ガチラノ

死ぬほどどうでも良いわ…

悪い奴ほどよく眠る

 

いやー、面白いけど変な映画。リアリズムに寄った社会派……みたいな題材を扱うのに、展開がヤケに戯画化されているというか、形式化されていてリアリズムに寄らないのは、黒沢明ならではだなあ、という感じがする。あのカバンにお金を入れて知らんぷりする長回しのシーンとか、めちゃくちゃ凝っていて最高なんだけれども、どう考えてもアレ、コントじゃないですか。観客の笑い声入れたら「笑ってはいけない」のシチュエーションだよなあ。

一方冒頭の結婚式シーンはなるほど確かにコッポラが言うだけのことはあるなあ、と思うし、ラスト手前の居場所の伝達とかのシーンもそれまで好々爺っぽかった義理の父親が突然キレモノの説得力ができて感心させられた。ああいう瞬間的なシーンの面白さは、やっぱりさすがだなあ。三船の退場シーンを描かないみたいな大胆な編集も大変よろしい。まあ、そこら辺はやっぱりギャグっぽさと紙一重で(ウェディングケーキの薔薇!)、だからこそ決まったときの面白さがすごいのかもしんないけど……

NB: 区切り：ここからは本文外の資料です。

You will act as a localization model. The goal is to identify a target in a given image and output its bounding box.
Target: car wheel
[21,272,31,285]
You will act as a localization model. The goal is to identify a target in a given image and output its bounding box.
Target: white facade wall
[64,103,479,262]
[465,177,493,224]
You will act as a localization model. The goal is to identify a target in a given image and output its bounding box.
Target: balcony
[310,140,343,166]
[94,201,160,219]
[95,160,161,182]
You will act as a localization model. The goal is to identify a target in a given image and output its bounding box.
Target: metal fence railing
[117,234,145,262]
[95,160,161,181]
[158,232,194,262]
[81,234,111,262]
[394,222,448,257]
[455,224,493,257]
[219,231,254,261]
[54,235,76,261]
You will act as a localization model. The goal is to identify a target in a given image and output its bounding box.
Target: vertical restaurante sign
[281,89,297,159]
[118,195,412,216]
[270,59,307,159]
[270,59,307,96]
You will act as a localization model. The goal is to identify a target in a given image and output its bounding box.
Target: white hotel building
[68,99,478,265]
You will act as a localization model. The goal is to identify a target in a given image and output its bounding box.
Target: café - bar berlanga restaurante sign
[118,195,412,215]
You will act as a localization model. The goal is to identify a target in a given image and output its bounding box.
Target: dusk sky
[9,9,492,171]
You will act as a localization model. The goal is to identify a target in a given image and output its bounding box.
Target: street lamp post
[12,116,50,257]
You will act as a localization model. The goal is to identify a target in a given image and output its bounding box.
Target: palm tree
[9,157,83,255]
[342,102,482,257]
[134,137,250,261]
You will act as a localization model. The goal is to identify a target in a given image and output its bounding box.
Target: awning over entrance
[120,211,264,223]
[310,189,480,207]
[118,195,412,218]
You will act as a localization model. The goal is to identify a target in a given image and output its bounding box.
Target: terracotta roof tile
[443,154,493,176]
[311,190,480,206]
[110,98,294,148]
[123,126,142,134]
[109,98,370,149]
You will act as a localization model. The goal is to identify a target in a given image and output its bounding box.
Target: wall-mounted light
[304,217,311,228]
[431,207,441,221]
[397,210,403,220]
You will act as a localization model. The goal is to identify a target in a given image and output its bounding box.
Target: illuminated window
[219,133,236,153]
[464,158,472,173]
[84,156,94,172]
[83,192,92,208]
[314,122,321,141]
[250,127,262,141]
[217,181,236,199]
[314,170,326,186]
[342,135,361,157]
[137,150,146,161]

しかしまあ、最後にああやって「おやすみなさい」を誤って言わせてからのタイトルドーン! は最高に格好いいなあ。本当に悪いやつが画面に出てこないのはすごい。っていうかこのタイトルのフォントが格好良すぎだよね。OPのクレジットとか、文字の良さだけで画面に釘付けになってしまったよ。